第8話 Both Sides

「爺さーん、遅くなって悪かったねやー。帰る途中で道間違えたもんだすけ、Uターンしてきたんだわ。あーっ、てぇ~そ!(くたびれた)」


 ―オラまた婆さん、事故にでも遭ったかそ思って、さっきから心配してたんだわ。ケータイ鳴らしたけも誰も出ねえさけ。

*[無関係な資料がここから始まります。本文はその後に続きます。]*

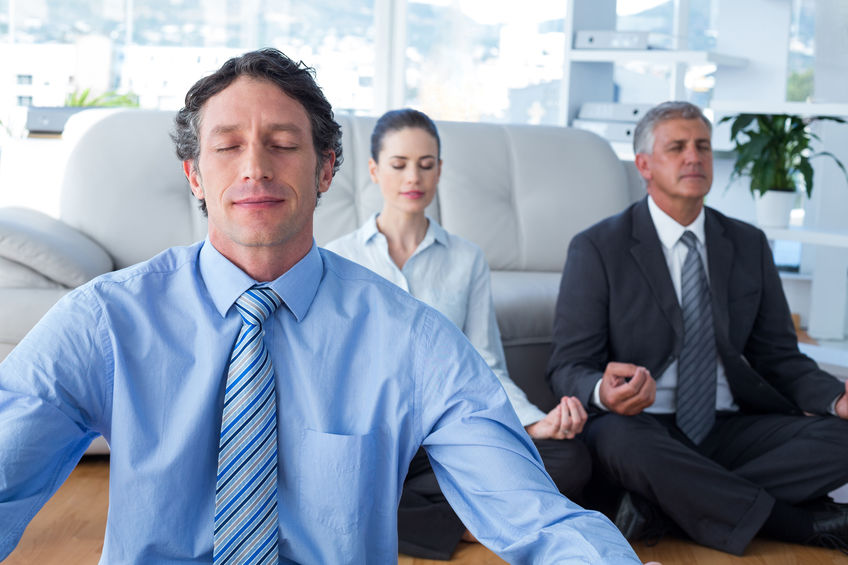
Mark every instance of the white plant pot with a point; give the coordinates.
(774, 207)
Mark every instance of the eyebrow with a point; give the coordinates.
(405, 158)
(284, 127)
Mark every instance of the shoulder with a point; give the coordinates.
(358, 290)
(150, 277)
(345, 243)
(612, 230)
(732, 228)
(461, 249)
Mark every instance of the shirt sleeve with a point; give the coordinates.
(487, 466)
(52, 401)
(481, 329)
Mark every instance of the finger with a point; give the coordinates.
(564, 424)
(578, 414)
(575, 423)
(625, 370)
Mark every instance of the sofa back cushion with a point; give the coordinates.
(124, 186)
(519, 192)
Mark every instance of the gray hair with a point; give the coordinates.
(643, 137)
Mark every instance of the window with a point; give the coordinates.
(478, 60)
(158, 48)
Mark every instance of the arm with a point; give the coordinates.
(580, 363)
(581, 329)
(52, 399)
(489, 470)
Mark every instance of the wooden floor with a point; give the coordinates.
(69, 531)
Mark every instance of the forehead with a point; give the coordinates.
(681, 129)
(249, 103)
(409, 140)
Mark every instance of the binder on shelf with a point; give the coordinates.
(613, 111)
(610, 39)
(610, 130)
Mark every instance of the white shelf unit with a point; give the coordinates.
(725, 107)
(588, 73)
(656, 56)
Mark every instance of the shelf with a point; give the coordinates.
(831, 238)
(656, 56)
(726, 107)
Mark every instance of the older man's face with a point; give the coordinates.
(257, 170)
(681, 165)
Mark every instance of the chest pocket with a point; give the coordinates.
(336, 475)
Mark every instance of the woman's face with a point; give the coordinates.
(407, 170)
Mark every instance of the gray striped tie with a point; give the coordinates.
(246, 491)
(696, 371)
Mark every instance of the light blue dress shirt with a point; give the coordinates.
(451, 275)
(364, 372)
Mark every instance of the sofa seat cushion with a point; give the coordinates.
(50, 247)
(525, 303)
(22, 308)
(16, 275)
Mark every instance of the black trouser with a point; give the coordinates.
(429, 528)
(721, 492)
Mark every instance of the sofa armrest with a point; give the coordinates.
(44, 246)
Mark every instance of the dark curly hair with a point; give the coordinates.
(295, 79)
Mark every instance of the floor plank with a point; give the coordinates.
(69, 531)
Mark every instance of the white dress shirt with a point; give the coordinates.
(450, 274)
(674, 250)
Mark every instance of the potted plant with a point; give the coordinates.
(775, 153)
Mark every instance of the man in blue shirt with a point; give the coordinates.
(362, 373)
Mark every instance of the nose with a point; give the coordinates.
(691, 154)
(256, 163)
(412, 174)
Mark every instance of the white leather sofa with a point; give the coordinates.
(519, 192)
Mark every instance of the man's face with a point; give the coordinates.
(681, 165)
(257, 169)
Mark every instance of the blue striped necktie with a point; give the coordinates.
(696, 371)
(246, 491)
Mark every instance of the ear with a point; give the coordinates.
(326, 175)
(643, 164)
(372, 170)
(193, 179)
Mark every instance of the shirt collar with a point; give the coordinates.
(226, 282)
(669, 231)
(435, 232)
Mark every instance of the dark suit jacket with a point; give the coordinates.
(617, 303)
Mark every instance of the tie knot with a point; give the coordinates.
(689, 240)
(257, 303)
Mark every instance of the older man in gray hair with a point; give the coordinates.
(673, 328)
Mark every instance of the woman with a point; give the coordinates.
(449, 273)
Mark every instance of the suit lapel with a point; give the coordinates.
(719, 262)
(648, 254)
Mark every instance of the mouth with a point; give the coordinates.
(257, 202)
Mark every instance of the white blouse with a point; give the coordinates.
(451, 275)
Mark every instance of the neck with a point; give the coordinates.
(263, 263)
(402, 230)
(681, 210)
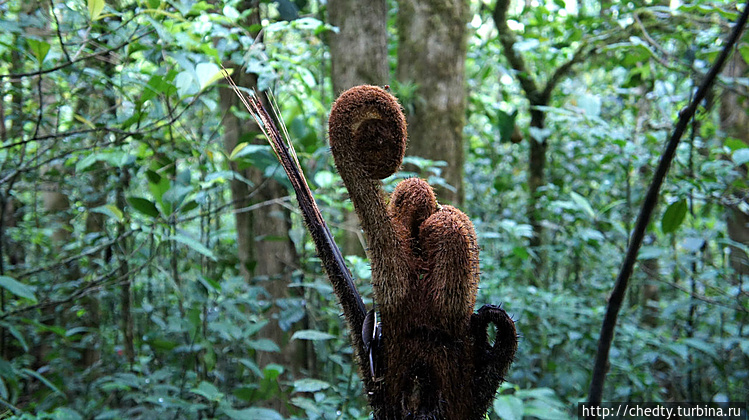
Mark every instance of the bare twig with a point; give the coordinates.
(620, 287)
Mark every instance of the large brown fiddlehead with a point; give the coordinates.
(434, 359)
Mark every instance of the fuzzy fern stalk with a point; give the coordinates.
(422, 352)
(432, 358)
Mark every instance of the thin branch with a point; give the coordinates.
(582, 53)
(507, 39)
(59, 33)
(643, 219)
(70, 63)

「そいが?(そうなの?)ケータイ、助手席に置いといたけもな。一度も鳴らんかったわね。間違え電話でもしたんだねかね。まあそれはいいさけ、早く昼飯にしよっさ。はい、コンビニで買ってきた握り飯」


 ―わざわざ買ってきてもらって悪かったねや。「おごっつぉ。(いただきます)」今日もばーかあっちぇ(とても暑い)さけ、また日焼けするねや。おまん(あなた=妻)の方がオラより焼けてるねや。あっ、そうそう。あれ見てみないや。ウチと同じ軽トラ、後ろに止まってんねか。中で爺さ(じさ)こっち見てるけど、誰(だん)だね?



「知らんわね。オラ運転中にバックミラーなん見たことねえさけ」

 ―危ねだねっかい!いつか事故るど。次からえっせ(もっと)気を付けてくんない。あ、どっか行ったわ、あの車。